“What did you do?” Madden asked.
“I went to check it out,” he said.
Which made him brave or stupid, or a little of both.
“Didn’t walk right into the light—I’m not an idiot. I eased up by the corner, tried to keep to the shadows.”
He swallowed, throat working. His gaze shifted somewhere over my shoulder, out past the pilings. “Some guy had a girl pinned against the wall. One arm across her chest, the other on her shoulder. She was pushing at him, trying to twist away. He had her jammed in close. I… I thought he was gonna—” He cut himself off, jaw clenching.
“Did you get a good look at him?” I asked.
“Not his face,” Willie said. “He had a cap pulled down and a hood up. White guy, I think. Not real tall. Maybe couple inches shorter than me. Dark clothes. He was… solid. Not huge, but not little. I mostly saw shape.”
“And the girl?” Madden’s voice softened.
“Smaller,” he said. “Maybe a little over five feet? She had dark hair, swinging around. Her skin wasn’t pale. Darker. Tan, maybe. Hard to tell with the light and all.”
“What was she wearing?” I asked.
“Tank top. Jeans,” he said after a second. “I think. It all happened fast, okay?”
“You’re doing fine,” Madden soothed.
He nodded like he was trying to believe her.
“What happened next?” I asked.
“I thought about yelling,” Willie said. “Or going in hot. But the dude had fifty pounds on her and probably twenty on me, and I was alone and not totally sober.” Shame flashed across his face. “I hesitated. Couple seconds. Then she kneed him. Hard, from the sound of his choke. She shoved him off, cracked him with her elbow, and he crashed sideways into the wall.”
He lifted his hand to his own face like he remembered the impact himself.
“She took off toward the front. Fast. I mean, she was gone. Didn’t even see me. He kinda lunged after her, but he was doubled over. Ended up half-stumbling the other way.”
“Away from the front of the bar?” I confirmed.
“Yeah,” Willie said. “Street side to the back.”
“You didn’t follow her,” Madden said. Not accusing. Just naming.
“No.” The word came out small and a little ashamed. “By the time I got my feet moving, she was gone. So was he. I walked around front. Music was going, people laughing, nothing looked wrong. I told myself she made it inside. I… I should’ve gone in and checked. Or called it in. I know that. I do.” He gripped the edge of the bench hard enough his knuckles whitened.
“Did you see her face at all?” I asked.
“Just a flash when she ran under the light,” he said. “Side view. Hair in her face. I couldn’t pick her out of a lineup on that.”
I pulled out my phone and brought up Priya’s photo again. “Could it have been her?”
He stared at the picture for a long time. Too long.

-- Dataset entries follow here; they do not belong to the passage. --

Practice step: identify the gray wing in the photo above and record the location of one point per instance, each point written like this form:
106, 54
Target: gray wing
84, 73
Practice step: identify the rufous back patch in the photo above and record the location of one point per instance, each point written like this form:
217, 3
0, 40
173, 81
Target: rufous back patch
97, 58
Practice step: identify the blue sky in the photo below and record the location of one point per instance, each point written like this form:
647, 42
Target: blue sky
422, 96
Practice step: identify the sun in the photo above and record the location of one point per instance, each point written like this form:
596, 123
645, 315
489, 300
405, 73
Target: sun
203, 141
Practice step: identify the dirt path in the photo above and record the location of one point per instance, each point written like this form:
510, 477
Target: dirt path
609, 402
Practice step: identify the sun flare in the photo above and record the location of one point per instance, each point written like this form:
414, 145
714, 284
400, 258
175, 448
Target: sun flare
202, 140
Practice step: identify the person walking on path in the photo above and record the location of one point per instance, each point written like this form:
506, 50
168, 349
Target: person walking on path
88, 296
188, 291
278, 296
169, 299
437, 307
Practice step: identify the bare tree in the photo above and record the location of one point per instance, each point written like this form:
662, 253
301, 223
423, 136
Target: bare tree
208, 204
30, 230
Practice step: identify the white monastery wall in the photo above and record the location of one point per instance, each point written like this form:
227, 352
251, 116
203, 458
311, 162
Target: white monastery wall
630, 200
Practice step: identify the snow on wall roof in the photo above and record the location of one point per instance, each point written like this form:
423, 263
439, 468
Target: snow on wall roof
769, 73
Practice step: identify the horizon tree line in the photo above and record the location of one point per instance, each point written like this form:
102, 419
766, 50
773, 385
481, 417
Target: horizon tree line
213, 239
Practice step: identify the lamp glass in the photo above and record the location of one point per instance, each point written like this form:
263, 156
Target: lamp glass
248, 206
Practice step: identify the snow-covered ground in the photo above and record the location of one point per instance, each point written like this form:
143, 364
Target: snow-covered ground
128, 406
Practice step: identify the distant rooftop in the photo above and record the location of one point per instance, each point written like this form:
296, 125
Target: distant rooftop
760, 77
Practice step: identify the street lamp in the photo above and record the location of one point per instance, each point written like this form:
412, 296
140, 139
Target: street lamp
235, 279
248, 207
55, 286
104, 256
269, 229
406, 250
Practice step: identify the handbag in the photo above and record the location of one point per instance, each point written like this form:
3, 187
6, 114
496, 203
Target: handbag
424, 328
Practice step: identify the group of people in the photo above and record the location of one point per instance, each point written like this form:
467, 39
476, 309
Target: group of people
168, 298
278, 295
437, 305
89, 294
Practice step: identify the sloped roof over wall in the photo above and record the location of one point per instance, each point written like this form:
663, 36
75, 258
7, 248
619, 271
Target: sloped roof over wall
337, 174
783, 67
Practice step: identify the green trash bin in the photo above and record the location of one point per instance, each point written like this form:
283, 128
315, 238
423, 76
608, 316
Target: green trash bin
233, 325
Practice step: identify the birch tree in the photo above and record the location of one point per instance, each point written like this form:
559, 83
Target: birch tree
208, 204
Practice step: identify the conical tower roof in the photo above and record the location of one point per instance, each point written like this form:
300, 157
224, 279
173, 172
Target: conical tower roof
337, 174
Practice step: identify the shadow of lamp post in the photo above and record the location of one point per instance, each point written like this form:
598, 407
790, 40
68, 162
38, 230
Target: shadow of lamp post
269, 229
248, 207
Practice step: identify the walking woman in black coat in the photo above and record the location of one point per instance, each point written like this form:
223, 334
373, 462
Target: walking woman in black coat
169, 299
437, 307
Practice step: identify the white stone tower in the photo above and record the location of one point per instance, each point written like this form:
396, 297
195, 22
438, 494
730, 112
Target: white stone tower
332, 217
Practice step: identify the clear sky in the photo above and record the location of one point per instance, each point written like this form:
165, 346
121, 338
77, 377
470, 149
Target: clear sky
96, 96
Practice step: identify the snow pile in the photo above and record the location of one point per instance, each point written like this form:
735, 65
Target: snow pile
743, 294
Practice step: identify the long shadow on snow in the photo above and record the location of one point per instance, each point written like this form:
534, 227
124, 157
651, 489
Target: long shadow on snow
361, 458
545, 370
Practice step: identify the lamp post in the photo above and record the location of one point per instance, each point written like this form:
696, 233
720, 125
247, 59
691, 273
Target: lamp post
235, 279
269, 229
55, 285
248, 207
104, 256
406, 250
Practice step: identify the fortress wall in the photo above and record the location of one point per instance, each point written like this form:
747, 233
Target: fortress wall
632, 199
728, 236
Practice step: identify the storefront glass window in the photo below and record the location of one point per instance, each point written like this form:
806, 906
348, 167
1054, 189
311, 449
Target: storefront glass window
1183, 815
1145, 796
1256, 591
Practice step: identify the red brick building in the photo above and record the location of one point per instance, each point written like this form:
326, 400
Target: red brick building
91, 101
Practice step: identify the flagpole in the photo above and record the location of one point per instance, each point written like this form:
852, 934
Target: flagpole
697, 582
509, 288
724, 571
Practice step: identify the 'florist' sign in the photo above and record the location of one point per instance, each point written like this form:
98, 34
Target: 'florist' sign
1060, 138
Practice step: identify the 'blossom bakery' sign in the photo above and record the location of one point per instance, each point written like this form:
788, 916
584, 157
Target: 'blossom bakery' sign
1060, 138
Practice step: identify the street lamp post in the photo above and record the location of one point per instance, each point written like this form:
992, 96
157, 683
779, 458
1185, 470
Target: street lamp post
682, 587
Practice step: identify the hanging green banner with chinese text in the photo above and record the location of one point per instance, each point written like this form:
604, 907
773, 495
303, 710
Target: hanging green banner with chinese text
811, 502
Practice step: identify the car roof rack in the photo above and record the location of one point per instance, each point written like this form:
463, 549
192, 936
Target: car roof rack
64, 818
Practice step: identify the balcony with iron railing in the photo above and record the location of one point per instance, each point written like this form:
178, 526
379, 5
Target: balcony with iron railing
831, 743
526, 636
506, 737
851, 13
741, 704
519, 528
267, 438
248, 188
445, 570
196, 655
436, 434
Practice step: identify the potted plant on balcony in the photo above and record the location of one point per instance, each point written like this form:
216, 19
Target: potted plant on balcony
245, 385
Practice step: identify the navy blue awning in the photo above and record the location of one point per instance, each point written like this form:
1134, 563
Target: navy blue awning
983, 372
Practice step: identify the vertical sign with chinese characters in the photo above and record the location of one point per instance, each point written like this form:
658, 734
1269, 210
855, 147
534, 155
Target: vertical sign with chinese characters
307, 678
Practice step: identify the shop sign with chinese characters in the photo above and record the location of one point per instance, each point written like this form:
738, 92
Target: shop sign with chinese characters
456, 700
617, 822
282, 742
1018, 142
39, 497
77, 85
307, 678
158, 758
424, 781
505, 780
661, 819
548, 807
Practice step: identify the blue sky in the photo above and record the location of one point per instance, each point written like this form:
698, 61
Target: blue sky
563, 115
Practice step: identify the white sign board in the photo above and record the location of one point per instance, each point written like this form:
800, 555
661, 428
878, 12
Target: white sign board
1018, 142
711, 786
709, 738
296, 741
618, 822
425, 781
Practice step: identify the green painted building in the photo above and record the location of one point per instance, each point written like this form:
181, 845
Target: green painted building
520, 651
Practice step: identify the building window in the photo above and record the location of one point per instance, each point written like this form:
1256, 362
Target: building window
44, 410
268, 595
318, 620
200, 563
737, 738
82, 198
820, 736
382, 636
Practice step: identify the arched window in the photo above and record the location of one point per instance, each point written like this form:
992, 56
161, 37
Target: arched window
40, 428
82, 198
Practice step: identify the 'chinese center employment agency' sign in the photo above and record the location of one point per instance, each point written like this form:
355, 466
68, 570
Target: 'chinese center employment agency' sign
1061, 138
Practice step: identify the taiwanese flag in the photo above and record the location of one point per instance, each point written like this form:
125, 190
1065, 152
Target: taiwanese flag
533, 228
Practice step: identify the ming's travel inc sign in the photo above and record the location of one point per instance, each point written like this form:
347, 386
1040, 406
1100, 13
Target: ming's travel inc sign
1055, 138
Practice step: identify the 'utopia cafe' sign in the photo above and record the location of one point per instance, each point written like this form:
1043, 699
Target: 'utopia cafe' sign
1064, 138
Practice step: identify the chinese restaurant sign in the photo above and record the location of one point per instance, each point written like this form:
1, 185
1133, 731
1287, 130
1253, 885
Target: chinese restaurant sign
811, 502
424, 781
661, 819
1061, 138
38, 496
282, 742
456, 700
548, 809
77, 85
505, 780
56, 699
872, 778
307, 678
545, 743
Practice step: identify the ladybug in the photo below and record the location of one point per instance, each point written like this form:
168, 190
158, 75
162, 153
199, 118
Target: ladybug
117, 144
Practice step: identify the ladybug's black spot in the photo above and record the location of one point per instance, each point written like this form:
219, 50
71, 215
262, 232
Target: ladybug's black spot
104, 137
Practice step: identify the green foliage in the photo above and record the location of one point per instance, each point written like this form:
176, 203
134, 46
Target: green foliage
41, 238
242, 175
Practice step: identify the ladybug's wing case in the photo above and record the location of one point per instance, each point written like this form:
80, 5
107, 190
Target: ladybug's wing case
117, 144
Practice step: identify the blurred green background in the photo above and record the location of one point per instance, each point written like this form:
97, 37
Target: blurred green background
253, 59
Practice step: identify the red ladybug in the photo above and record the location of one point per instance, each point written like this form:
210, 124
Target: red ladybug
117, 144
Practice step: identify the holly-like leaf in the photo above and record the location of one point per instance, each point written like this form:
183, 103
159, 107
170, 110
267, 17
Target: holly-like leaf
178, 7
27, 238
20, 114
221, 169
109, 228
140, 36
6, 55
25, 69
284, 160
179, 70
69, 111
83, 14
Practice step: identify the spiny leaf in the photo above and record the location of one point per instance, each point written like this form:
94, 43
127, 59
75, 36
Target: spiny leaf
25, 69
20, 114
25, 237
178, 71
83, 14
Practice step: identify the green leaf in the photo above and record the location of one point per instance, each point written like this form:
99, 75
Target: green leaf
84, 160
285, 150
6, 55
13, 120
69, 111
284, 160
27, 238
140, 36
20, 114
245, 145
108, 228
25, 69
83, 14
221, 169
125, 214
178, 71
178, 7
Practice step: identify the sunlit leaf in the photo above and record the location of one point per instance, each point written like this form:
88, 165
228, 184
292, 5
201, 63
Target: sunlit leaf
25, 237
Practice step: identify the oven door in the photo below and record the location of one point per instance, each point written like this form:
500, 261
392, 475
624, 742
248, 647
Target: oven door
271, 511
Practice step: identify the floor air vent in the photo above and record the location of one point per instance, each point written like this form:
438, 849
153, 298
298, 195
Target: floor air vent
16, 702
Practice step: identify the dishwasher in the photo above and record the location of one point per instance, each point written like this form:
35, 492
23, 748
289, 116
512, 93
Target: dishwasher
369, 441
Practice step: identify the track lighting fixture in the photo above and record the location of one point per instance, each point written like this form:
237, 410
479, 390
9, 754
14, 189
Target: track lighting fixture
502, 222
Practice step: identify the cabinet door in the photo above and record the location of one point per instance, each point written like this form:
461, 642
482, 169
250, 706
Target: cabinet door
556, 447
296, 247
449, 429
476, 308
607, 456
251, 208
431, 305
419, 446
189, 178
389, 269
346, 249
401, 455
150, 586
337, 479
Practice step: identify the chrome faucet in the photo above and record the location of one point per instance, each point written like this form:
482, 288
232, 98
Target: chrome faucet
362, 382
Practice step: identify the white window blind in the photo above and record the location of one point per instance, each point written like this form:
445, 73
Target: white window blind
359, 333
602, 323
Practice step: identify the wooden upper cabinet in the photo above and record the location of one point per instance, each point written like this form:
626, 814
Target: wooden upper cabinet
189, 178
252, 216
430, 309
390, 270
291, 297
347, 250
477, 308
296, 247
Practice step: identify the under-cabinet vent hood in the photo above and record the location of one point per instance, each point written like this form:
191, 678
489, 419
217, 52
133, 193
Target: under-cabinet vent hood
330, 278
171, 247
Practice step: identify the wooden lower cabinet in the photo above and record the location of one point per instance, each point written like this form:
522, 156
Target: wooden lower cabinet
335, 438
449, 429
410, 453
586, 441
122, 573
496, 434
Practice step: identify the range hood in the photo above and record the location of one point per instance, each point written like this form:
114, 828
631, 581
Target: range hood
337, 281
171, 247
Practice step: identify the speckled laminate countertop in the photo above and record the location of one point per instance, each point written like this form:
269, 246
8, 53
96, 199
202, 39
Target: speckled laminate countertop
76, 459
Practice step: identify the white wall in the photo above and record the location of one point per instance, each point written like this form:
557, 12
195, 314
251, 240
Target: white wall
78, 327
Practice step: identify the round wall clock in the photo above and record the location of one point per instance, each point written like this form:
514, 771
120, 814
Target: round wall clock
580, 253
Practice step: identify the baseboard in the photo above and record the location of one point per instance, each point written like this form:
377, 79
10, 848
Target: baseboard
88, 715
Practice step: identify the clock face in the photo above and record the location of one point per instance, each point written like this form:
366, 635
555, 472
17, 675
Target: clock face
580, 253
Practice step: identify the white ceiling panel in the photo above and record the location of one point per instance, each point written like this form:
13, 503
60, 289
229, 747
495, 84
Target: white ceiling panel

“Maybe,” he said finally. “She’s the right size. Dark hair. Skin kinda like that. But… it was dark. And I was high. And I only saw her from the side for, like, half a second. I don’t wanna say yes and screw you over if I’m wrong.”
“If you had to put a number to it?” Madden asked. “How sure or not sure are you?”
“Forty percent,” he said, almost immediately. “Like… not nothing. Not enough to swear on.”
Honesty. I’d take that over a convenient certainty any day.
“Okay,” I said. “Forty percent we’re talking about the same girl. Sixty that we’re not. Either way, someone was attacked out there.”